Figure 1: Overview of the proposed approach for determining whether a molecule dissolves in a given solvent.
A Franka Emika Panda robot, equipped with an Intel RealSense D435i camera, captures images of the solute-solvent mixture in a vial. A Mask R-CNN, pre-trained on the TransProteus dataset, identifies the vial within the image, generating a region of interest (RoI). A CNN-based image classifier then analyzes the RoI to determine if the solute has fully dissolved. The Mask R-CNN uses ResNet as a backbone. The bounding box coordinates of the glass vial, predicted by the Mask R-CNN, are used as input to the CNN.
Dataset and Experimental Setup
The authors created a novel dataset consisting of images of caffeine and benzimidazole in water, ethanol, and acetone (Figure 2).



Figure 2: An overview of the recorded dataset for benzimidazole with acetone.
The data was collected in a real-world chemistry laboratory, capturing the challenges associated with uncontrolled environments. During the experiment, the sample was continuously stirred with a magnetic stirrer to prevent the powder dropping to the bottom of the vial or sample clumping. The dataset was annotated by a human chemist. The experiments were supervised by a human chemist, who was also responsible for annotating the dataset.

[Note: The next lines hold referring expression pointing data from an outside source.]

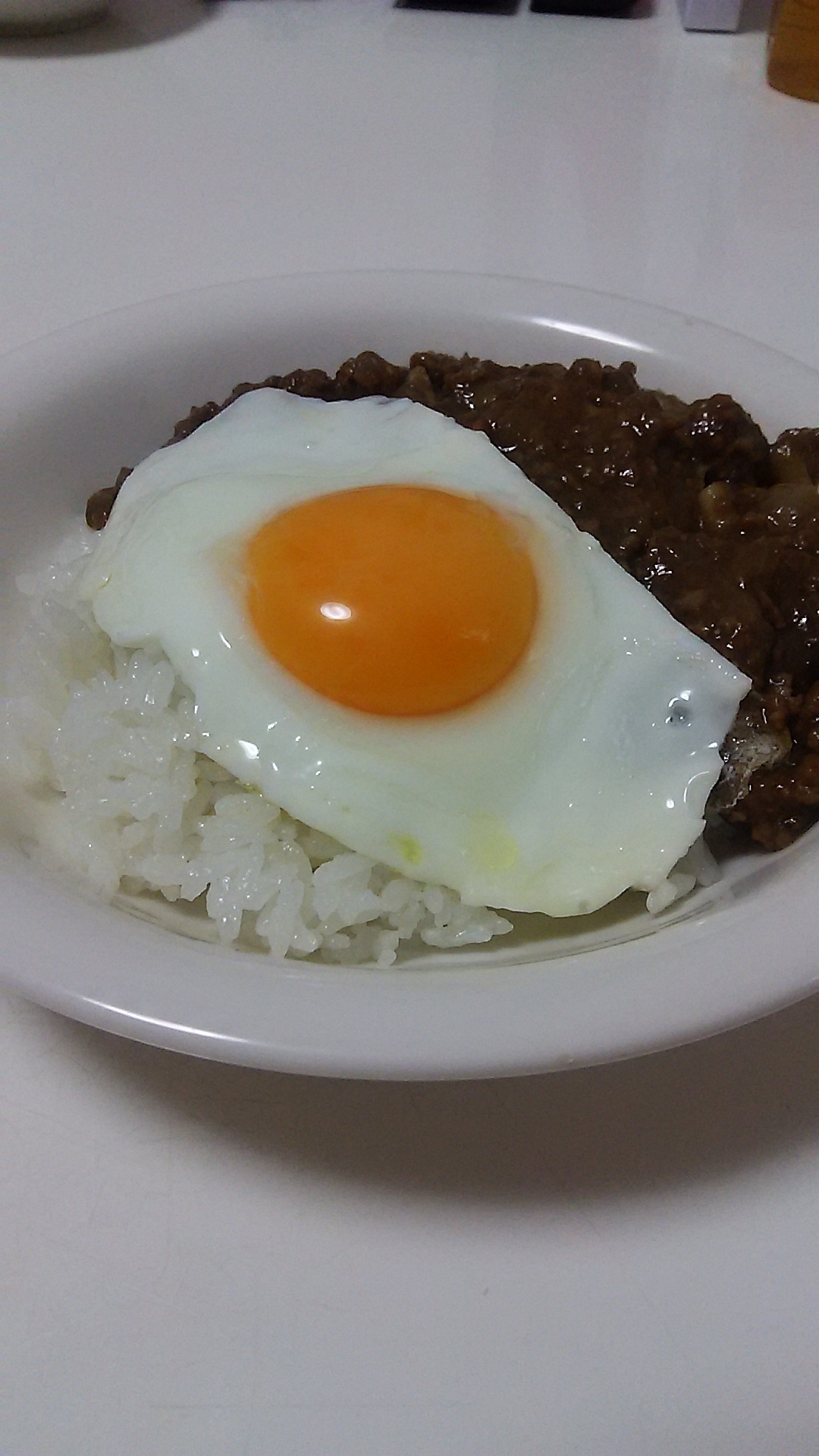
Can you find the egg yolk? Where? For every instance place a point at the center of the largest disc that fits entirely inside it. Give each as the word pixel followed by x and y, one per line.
pixel 392 599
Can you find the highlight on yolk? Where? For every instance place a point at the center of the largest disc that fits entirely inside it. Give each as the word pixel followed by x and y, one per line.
pixel 392 599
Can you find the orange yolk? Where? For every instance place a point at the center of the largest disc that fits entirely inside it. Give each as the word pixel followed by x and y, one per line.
pixel 392 599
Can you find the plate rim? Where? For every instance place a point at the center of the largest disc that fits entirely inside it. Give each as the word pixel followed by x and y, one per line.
pixel 407 1060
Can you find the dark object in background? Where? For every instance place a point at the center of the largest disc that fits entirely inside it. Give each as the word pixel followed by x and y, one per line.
pixel 469 6
pixel 602 8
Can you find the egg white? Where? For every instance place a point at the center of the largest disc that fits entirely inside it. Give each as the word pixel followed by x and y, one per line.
pixel 580 777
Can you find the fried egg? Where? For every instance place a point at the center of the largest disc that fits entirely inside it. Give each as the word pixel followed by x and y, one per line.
pixel 395 637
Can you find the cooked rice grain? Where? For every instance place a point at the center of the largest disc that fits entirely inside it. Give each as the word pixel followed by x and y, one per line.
pixel 142 808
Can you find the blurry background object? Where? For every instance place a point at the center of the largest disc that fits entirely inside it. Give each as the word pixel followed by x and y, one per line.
pixel 710 15
pixel 47 17
pixel 793 49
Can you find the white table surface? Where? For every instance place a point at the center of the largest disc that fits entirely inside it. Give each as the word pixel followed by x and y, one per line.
pixel 202 1260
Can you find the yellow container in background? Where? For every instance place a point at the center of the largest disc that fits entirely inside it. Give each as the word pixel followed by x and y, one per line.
pixel 793 49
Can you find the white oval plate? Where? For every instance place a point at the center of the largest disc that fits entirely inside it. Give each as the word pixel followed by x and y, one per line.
pixel 77 405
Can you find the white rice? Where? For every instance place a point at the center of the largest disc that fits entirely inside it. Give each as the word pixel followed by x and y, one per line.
pixel 107 740
pixel 137 807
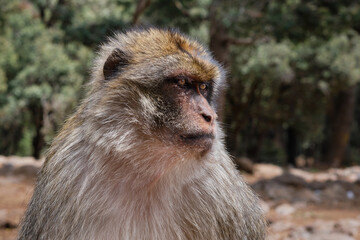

The models were evaluated based on their ability to predict the state of the solution. The cross-entropy loss and accuracy were used as evaluation metrics. The experiments were conducted using PyTorch on a machine equipped with an AMD Ryzen Threadripper 3970X CPU and an NVIDIA GeForce RTX 3090 GPU.
Experimental Results and Analysis
The authors evaluated several CNN architectures for the solubility classifier, including VGG, ResNet18, InceptionV3, and DenseNet. Both fine-tuning and feature extraction strategies were employed. The results indicated that fine-tuning pre-trained models on ImageNet generally outperformed feature extraction. ResNet18 achieved the best performance, with a test accuracy of 99.04% and a cross-entropy loss of 0.0264.
Further analysis of misclassifications revealed that reflections on the vial walls and the small proportion of solution in the early stages of the experiment were the primary sources of error (Figure 3).




Figure 3: An in-depth analysis of the misclassifications across the five different folds for the ResNet18 model, which is finetuned. For each fold, we report the top five worst predictions.
The study suggests that a buffer of images could improve the system's robustness.
Implications and Future Directions
The SOLIS system offers a practical solution for automating solubility screening in materials discovery and pharmaceutical chemistry. Its ability to operate in real-world laboratory conditions without human intervention makes it a valuable tool for increasing efficiency and throughput. The modularity of the method suggests its potential to change visual assessment of samples in pharmaceutical and clean energy applications.
Future research directions include deploying the model on a robot in a closed-loop material discovery workflow and exploring the use of organic solvents. Additional refinements could facilitate a more accurate estimation of solubility.